Tin memasuki sebuah restauran yang terletak di dalam sebuah mall. Dia celingak celinguk mencari sahabatnya yang ngajakin makan siang hari ini. Di sudut ruangan, Pete melambai heboh berusaha menangkap perhatian Tin. Tin akhirnya menoleh, berjalan santai ke arah Pete sambil tersenyum melihat partner makan Pete yang duduk anteng disebelahnya.
"Nempel mulu lo dua sekarang ya," sapa Tin nggak pake basa-basi. Dia duduk di depan Pete dan langsung ngambil buku menu.
Ae, yang duduk anteng di sebelah Pete, ngakak aja. "Kaya Can lo ya, ngegas mulu liat gue sama Pete."
Tin tersenyum mendengar nama Can disebut. "Bucin lo keluar cuman denger nama dia aja," Ae melihat senyum lembut Tin. "Heran gue kenapa Can bisa nolak bucin kaya lo, padahal lo itu tipenya dia, mantan dia kaya lo semua nih."
Tin cemberut mendengar Ae yang menabur garam di luka, perih. Kesal karna diingatkan gimana kisah cintanya kandas bahkan sebelum dimulai. Dia bisa aja punya kesempatan memiliki Can, mungkin mereka sekarang udah nikah kali ,kalau aja dulu dia nggak bego.

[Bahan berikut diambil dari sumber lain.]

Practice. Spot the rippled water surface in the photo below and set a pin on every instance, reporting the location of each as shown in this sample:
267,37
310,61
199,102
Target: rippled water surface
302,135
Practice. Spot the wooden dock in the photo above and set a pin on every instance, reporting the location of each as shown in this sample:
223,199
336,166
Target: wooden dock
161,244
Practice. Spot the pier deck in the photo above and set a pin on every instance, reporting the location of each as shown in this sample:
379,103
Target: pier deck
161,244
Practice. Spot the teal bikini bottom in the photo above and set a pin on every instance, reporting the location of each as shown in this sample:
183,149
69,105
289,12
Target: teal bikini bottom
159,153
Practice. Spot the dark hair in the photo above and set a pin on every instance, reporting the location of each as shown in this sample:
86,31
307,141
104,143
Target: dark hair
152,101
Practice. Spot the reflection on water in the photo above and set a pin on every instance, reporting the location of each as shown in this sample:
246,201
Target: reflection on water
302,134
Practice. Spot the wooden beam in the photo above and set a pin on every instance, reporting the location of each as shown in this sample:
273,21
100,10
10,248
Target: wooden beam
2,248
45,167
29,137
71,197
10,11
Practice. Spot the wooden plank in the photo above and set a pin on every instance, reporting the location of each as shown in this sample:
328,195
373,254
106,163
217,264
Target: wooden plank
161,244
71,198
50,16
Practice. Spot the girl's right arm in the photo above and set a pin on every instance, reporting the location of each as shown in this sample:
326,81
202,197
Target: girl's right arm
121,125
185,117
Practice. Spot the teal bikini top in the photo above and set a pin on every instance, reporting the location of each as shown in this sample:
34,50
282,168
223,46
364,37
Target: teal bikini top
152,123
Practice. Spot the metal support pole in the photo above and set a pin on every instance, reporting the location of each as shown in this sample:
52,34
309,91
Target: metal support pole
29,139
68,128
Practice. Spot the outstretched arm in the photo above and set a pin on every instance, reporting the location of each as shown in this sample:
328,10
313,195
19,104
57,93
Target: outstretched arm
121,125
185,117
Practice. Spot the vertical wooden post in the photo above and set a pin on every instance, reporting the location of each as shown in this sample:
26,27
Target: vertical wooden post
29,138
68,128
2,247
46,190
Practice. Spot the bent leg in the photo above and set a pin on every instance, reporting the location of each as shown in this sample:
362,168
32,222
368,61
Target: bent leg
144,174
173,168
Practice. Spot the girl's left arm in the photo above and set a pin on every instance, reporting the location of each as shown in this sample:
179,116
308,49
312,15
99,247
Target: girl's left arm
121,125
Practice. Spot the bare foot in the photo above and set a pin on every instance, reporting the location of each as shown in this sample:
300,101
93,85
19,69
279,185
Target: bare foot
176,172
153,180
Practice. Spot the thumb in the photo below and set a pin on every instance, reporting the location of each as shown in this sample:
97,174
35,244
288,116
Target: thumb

"Ya gue sadar diri ajalah, nggak mungkin dia mau sama gue sampai kapan pun," ujar Tin sedih.
"Lha, kok lo nyerah sih? Kan sekarang lo sama Can udah deket banget."
Pete menghela napas menatap Ae. "Ada alasannya Can nggak mau, Ae. Dan kita nggak bisa maksa Can."
"Emang apa alasannya?" tanya Ae penasaran.
"Biar Can ajalah yang cerita sendiri sama lo, gue nggak mau mendahului dia, pokoknya gue dulu pernah jahat banget sama dia."
"Gue kayaknya udah mulai nangkep deh," sahut Ae. "Can nggak pernah cerita secara spesifik sih, tapi dari dulu dia insecure banget soal penampilan, dia bisa stres milih baju di mall aja karna dia takut keliatan jelek sama baju pilihannya, padahal kan Can pake karung aja tetap bakalan kece kan?"
"Iya, dia mah mau diapain aja bakal tetap cakep," jawab Tin malah ngebucin.
"Makanya itu, gue suka heran sama dia, hobi banget dulu dia keluar masuk toilet buat nyisir rambut aja, kemana mana bawa kaca sama parfum kek anak cewek, udah gitu make kacamata di depan umum aja dia kaga berani, soalnya takut keliatan cupu. Padahal kalo dia pake kacamata imut banget, cowok-cowok di kampus meleleh semua liat dia gitu," Ae menghela napas, "Gue pernah tanya sih sama dia kenapa dia sampai begitu banget, tapi dia cuma bilang takut diledekin. Gue waktu itu langsung mikir kalo Can pasti pernah dibully soal penampilan makanya dia insecure gitu. Dan gue nggak salah kan? Dan ini semua ada hubungannya sama lo kan?" Tebak Ae.
Tin menunduk, merasa bersalah atas perlakuannya pada Can dulu. "Iya, gue yang udah bully dia, dan gue nyesal banget sekarang."
Ae tersenyum meledek, "wajar sih dia nggak mau sama lo sekarang, lo cuma mau sama dia setelah dia cakep aja."
Tin sontak menoleh pada Ae, "nggak gitu, Ae," ujarnya keras.
"Jadi gimana? Gue ngeliatnya aja kaya gitu, apalagi Can."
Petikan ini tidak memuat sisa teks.